David: That’s right.
Michael: They may or they may not.
David: We will have to see how ICANN implements that.
Michael: But for sports teams like .giants, you are saying that that could go to auction so that the team willing to pay the most is going to get that?
David: That is right.
Michael: And whoever actually gets that $1,000,000 or $2,000,000 or however many million that it sells for? Does that go to ICANN?
David: That is right.
Michael: And so for the small business owner are we just S.O.L.? Clearly I don’t think somebody is going to want to spend the $1,000,000 to $2,000,000 to start up a .domainsherpa, but what I’m most concerned about is over the next five years there may be a 100 or 300 new domain top level extensions (.eat, .play, .ink, .whatever) and somebody is going to try to get DomainSherpa.that and I’m going to have to either reserve it or prevent somebody else from doing it or file UDRP and in any of those cases it is going to cost me hundreds to thousands of dollars.
David: That’s right. You summarized the situation. That’s where we are. I think all small business owners are going to have to take a look at each registry, as you probably have done when other registries have launched. In recent years I think of .asia, .info, even the country codes like .us and within the last few years .co.

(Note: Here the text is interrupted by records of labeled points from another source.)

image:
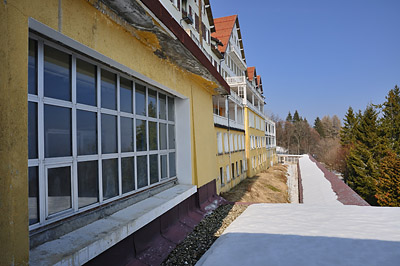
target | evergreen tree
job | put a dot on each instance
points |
(390, 123)
(388, 185)
(362, 172)
(347, 131)
(296, 117)
(289, 118)
(319, 127)
(366, 131)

They are going to need to look at those registries and decide is it worth it to defensively register or is it worth it to watch it to see how it develops. If someone were to acquire the domain name that is important to you what kind of traffic is it getting, is it a direct hit on your brand name? I think we are all going to have to go through that process just because of the volume of what you will be looking at. It won’t be practical for anyone to defensively register across a thousand new top level domain names.
Michael: Right, exactly. For the small, the medium, the large size businesses what is the timeline again. How long do they have before they need to start keeping an eye on new registries that are launching and when those domain names may start selling?

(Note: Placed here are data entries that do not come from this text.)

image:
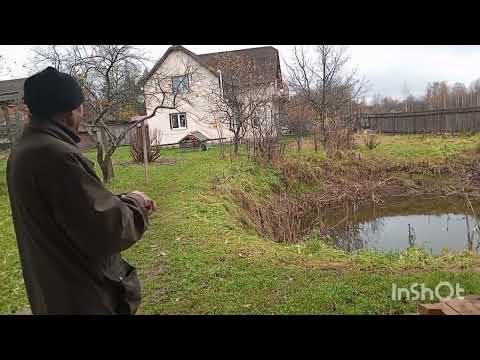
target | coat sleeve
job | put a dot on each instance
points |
(98, 222)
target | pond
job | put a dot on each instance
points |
(399, 223)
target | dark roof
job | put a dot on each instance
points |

David: It’s soon. Next January, January 12, 2012 that application period opens. So that is when, if your organization is interested in applying for its own registry that is when the application can be filed. End of April next year, 2012, ICANN will post the public portions of all registry applications that have been submitted. And then almost immediately after that publication will be a period in which you can react or lodge an opposition, similar to a UDRP proceeding. It’s sort of shortened arbitration where you can argue why that registry should not be issued. For the registry to get through that process and receive their final approval will probably be first quarter 2013 where they will be in a position to begin selling second level domains and at that point it will be important to start watching. And as each registry launches you may want to take advantage of Sunrise Registration mechanisms for trademark owners blocking mechanisms or monitoring to see how successful the registry is and whether or not you want to own second level domains for your own purposes.

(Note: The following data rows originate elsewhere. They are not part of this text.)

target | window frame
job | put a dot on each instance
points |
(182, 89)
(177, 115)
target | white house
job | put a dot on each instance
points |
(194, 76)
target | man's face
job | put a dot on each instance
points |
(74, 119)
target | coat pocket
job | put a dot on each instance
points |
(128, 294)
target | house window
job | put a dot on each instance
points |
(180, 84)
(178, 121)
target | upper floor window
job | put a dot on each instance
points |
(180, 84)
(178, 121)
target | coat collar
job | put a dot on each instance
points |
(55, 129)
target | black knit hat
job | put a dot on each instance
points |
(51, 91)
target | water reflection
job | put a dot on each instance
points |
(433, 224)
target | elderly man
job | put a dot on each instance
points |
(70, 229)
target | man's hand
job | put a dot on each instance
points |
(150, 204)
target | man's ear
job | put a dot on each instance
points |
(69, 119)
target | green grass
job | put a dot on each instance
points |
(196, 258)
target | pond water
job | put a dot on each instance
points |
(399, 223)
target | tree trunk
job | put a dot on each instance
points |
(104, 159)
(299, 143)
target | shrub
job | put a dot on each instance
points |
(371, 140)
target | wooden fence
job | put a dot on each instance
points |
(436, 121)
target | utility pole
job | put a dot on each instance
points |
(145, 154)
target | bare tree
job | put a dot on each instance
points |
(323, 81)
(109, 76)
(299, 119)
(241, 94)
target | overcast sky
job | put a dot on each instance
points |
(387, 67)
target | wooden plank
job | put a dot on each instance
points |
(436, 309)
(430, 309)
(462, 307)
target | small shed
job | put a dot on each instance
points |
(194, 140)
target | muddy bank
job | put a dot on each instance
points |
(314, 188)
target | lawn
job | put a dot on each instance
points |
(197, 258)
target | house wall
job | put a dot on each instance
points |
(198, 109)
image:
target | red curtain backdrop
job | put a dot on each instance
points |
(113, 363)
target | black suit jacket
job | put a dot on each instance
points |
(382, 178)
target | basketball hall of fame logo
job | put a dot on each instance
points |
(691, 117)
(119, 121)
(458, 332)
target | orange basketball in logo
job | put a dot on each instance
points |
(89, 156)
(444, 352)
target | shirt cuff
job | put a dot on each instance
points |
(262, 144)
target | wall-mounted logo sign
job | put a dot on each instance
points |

Michael: We will keep the audience abreast of the Sunrise period and when trademark holders can actually reserve it before it is land rushes and opened for everybody else and we will make sure that any blocking mechanisms we tell our readers about. David, thank you very much for taking the time to keep abreast of what is going on at ICANN and come back and tell our audience what they need to pay attention to and when they need to pay attention to it
David: Right, thank you Michael.
Michael: Thank you all for watching. Bye.